Malloy & Nafig
You ever think instincts outsmart data, or is it just a convenient excuse for improvisation? Let's debunk that.
Instincts are just the brain’s shortcut for “I’ve seen enough bad data to know this.” Data wins unless the instinct has a PhD in wild guessing.
Instincts are just a brain‑shortcut, yeah, but they’re still faster than waiting for every data point to line up. Still, give me a case where the numbers won and watch the intuition back away.
Sure, take the 2019‑2020 pandemic: a bunch of gut‑felt “we’ll keep sales steady” instincts died off when the numbers—mobility data, supply‑chain stats, consumer surveys—showed a three‑quarter drop. The companies that stuck to the data survived, the “feel‑the‑market” guys flopped and had to swallow a lesson in humility.
Sounds like the usual “if you’re not on the numbers, you’re just waving a banner in the wrong wind.” Companies that let instinct run the show were the ones who got a brutal reality check. Guess next time you’ll double‑check that the gut doesn’t read like a broken calculator.

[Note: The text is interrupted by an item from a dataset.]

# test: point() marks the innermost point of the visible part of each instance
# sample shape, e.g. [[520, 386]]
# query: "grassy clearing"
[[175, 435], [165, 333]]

If the gut starts looking like a broken calculator, you know it’s time to get the numbers back in the ring.
You’re right, the gut's usually a decent second‑guessing tool; when it turns into a glitchy calculator you know it’s time to pull the stats out of the back pocket and let them do the heavy lifting.
Good, because if your gut’s already glitchy, the only other option is to let actual numbers do the heavy lifting.
If the gut’s a broken calculator, I’ll gladly swap it for a spreadsheet and pretend to be surprised when the numbers say the same thing.
Nice plan—just watch the spreadsheet outplay the gut while you nod in “surprise.”